Dalla Val Nure alla Val Trebbia, si attraversa il Passo del Penice per giungere a Bobbio, il borgo di San Colombano. Dall’Irlanda all’Emilia-Romagna, il religioso viaggiò in lungo e largo per l’Europa evangelizzando le popolazioni che incontrava. La sua vita di continuo girovagare lo ha reso il santo patrono dei motociclisti.
La zona dei Colli Piacentini può contare, oltre che su una formidabile tradizione enologica, anche su una ragguardevole produzione di prodotti tipici.
Particolarmente si apprezzano i salumi di Piacenza e dintorni, come la coppa (spesso chiamata “lonza” o “lonzino” nel Centro Italia, per distinguerla dalla coppa di testa), la pancetta e il salame; questi salumi si caratterizzano per il loro tenore salino più leggero e per un sapore delicato, che viene accentuato dall’uso ridotto di sale e un buon apporto di spezie, aglio e vino.

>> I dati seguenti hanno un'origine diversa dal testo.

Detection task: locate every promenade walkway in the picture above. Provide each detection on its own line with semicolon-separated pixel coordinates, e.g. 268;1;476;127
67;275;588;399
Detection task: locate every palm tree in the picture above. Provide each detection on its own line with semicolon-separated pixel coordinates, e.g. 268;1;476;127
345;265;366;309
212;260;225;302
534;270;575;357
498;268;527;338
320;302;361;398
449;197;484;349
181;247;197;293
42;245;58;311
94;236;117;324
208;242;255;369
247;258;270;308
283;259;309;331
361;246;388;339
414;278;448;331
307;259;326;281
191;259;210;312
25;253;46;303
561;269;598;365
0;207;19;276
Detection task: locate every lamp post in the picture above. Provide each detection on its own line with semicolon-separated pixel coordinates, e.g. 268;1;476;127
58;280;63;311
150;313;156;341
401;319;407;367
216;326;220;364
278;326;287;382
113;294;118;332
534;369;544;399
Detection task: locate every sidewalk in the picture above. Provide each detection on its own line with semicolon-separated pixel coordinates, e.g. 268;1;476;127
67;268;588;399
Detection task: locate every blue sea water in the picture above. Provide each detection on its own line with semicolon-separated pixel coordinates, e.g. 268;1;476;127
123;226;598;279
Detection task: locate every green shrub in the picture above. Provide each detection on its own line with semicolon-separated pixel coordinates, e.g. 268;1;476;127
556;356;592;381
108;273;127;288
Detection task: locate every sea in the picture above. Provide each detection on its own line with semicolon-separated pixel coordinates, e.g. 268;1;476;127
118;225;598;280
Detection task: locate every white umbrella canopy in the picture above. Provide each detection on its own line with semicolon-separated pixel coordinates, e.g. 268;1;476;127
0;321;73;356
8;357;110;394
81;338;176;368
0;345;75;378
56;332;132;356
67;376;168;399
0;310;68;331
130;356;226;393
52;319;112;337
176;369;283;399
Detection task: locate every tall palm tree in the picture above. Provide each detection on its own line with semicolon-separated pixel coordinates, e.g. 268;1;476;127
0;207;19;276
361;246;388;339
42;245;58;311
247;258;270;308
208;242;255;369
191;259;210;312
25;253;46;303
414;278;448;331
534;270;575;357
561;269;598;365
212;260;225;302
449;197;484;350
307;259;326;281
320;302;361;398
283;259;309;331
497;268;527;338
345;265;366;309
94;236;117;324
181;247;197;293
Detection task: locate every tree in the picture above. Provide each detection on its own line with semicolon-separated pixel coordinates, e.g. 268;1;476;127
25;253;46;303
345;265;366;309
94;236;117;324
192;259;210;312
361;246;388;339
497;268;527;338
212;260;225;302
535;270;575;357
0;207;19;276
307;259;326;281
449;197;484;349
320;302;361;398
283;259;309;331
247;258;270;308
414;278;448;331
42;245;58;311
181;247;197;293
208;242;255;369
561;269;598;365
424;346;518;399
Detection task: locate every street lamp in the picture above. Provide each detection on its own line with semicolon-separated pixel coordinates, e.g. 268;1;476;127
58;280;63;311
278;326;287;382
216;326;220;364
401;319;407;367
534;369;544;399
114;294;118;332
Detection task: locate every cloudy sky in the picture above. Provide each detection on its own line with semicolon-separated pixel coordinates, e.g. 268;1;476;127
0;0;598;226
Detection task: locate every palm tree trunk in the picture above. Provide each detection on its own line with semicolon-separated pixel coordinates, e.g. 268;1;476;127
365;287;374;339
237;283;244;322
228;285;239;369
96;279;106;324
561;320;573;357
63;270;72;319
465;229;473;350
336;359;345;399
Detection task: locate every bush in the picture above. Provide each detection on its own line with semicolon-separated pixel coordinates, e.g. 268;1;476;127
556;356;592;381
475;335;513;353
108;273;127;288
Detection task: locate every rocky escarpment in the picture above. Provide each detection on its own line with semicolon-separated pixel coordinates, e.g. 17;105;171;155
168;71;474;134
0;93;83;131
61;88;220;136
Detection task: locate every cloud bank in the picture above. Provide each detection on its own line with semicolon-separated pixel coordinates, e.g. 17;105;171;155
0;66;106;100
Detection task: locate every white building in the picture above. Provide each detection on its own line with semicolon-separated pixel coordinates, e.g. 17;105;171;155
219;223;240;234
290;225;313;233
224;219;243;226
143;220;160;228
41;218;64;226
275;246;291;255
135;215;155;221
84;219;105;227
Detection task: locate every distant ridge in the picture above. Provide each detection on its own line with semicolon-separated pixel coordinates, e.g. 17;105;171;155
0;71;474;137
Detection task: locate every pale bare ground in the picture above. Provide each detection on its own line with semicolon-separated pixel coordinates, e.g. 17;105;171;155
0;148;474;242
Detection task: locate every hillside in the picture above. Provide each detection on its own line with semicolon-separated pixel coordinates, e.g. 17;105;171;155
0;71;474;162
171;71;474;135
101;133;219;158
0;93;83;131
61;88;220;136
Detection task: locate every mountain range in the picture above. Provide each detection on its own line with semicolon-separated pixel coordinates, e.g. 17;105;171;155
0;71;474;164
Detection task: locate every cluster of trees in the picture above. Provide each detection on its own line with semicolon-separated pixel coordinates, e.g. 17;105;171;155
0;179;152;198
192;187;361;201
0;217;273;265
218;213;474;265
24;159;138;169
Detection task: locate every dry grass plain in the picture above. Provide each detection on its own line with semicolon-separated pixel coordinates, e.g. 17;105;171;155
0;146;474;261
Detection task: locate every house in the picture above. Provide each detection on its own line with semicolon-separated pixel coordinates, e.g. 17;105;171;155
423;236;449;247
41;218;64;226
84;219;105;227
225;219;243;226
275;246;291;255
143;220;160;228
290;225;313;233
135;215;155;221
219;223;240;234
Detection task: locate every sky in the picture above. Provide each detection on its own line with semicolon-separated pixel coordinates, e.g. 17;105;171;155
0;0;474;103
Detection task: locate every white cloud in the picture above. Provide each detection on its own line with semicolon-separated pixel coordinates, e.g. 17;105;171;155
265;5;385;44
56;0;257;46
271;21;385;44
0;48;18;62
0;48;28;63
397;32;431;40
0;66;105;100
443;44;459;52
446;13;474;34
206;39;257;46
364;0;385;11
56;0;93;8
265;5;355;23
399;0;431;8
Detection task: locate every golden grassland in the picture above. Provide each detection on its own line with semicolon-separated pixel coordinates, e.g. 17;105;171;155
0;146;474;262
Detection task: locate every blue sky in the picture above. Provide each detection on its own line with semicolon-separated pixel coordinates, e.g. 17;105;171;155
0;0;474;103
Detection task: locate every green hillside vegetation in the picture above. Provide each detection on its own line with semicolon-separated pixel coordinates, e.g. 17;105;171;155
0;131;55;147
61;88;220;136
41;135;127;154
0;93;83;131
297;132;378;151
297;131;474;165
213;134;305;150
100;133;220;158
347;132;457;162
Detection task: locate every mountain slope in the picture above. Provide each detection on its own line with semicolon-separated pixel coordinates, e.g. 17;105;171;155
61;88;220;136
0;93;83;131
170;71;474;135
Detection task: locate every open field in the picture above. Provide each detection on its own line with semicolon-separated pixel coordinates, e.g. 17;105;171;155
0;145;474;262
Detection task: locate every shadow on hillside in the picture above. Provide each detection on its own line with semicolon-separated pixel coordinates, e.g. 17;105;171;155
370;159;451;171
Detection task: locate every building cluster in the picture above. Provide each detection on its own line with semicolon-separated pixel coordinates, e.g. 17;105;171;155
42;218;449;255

I salumi piacentini sono un ottimo abbinamento con i vini della zona, rossi o bianchi che siano. La Bonarda si valorizza ad esempio con i bolliti e gli insaccati, come il cotechino e lo zampone, ed è indicata per una cucina tipicamente territoriale e apparentemente più “pesante”.
La Malvasia può accompagnare le carni rosse, i primi con sughi di carne o brodo o anche con un tagliere di Parmigiano Reggiano e Grana Padano, magari servito insieme a del miele.